Listening is a vital ingredient of a healthy communication. Shutting up does not mean that someone is giving up his chance of being heard and understood. It is by shutting up that someone is giving the chance to the other party to be heard and understood. Communication is a two way process. The two parties, the sender and the receiver of a message must learn to give each other a way of understanding the message. Sending a message entails responsibility-the responsibility not just of informing but of helping someone to grow as a person. Once a message is sent, the responsibility of the sender does not end there. It is the sender’s responsibility to make sure that the receiver gets the message as he intends to. When the sender failed to do so, miscommunication is always a possibility. The receiver on the other hand must not only receive messages the way he understands them.
He has to somehow learn to go beyond what are being said and look into what are not being said. As I said earlier, communication entails sensitivity.

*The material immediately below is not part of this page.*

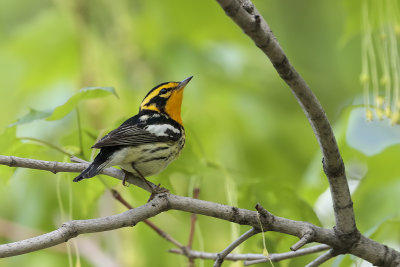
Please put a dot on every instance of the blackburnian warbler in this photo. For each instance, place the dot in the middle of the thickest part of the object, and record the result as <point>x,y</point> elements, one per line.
<point>146,143</point>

It is in this face of communication where knowledge makes a big difference with wisdom. Let me put it this way: The boss asks his assistant to join the meeting. Without being told, the assistant has to bring her notes, the reports and papers that maybe needed in the discussion. The boss does need not to tell his assistant to be ready to answer questions about recent events or updates on the on-going projects. This is wisdom. Communication does not teach people to be robots, to just do what is being told and ask of them. Communication teaches people to think and to grow. Communication is not an educational tool only by means of words, but of gestures, signs and symbols. Communication is not just a matter of commanding and instructing; it is a matter of educating and sharing for the benefit of both the sender and the receiver.